Le tueur légendaire
Densetsu no koroshiya. « Le tueur légendaire ». J’ai découvert ce profil sur Tumblr une semaine à peine après la triple catastrophe du 11 mars, alors que j’étais coincé à Tokyo sans espoir de sortie. Il faisait partie de la « face sombre » du site, celle qui reblogue des images de cadavres, d’auto-mutilation, d’extraits de snuff movies, entremêlées à des gifs de films violents ou edgy, en tout cas, toujours bien darkos. À l’époque, j’étais fasciné par les tueurs en série. C’était même devenu une véritable obsession. Jeffrey Dahmer, Ted Bundy, Issei Ogawa... mais aussi les histoires de survie en milieu hostile, surtout si elles impliquaient du cannibalisme et des amputations, comme l’accident d’avion dans la cordillère des Andes ou la disparition du Terror en Antarctique, dont on n’avait retrouvé que des corps momifiés sur une île battue par les vents. Regarder de telles horreurs me faisait oublier celle que je vivais au jour le jour, à attendre que la centrale nous pète à la gueule.

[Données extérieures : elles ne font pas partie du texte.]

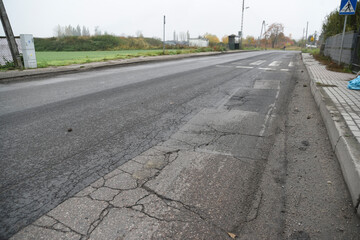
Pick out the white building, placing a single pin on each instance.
(198, 42)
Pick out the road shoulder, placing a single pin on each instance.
(328, 91)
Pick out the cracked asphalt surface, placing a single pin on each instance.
(188, 149)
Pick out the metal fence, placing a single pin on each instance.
(5, 54)
(351, 48)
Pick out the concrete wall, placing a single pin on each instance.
(5, 54)
(332, 47)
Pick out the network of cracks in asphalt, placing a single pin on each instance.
(141, 197)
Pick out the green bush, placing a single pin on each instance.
(95, 43)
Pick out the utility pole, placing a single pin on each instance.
(10, 36)
(262, 27)
(242, 21)
(307, 27)
(303, 37)
(164, 37)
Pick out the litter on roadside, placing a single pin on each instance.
(354, 84)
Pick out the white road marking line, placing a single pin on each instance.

Parmi tous les profils de fans de gore et de serial-killers, celui-là détonnait. Déjà, il ne postait que des images en noir et blanc, montrant des écoulements de sang, entremêlés de gifs tirés de films de kung-fu vintage, avec une majorité de Bruce Lee. Mais aussi des trucs spirituels, philosophiques, parfois, bien que toujours morbides. Des réflexions sur la mort, le devenir des âmes... des trucs qui trouvaient un écho particulier en cette période de remise en question existentielle. Le thème était bricolé, et entièrement gris. Sur l’entête de la page, en guise de signature, un simple loop de vidéo surveillance floue, sur laquelle on voyait un homme torse nu, aux muscles secs et au corps entièrement tatoué et scarifié. Son bas de visage était caché par un masque chirurgical noir, mais on pouvait voir ses cheveux, courts, décolorés et ébouriffés comme un Billy Idol asiatique, et surtout ses yeux fendus et obliques, d’un noir abyssal, aussi inhumains que ceux d’un chien de combat. En dessous, une seule description : Bleached, bone-breaking, nunchaku-holding killer for hire. Ask me a question. Et une barre pour pouvoir envoyer ladite question.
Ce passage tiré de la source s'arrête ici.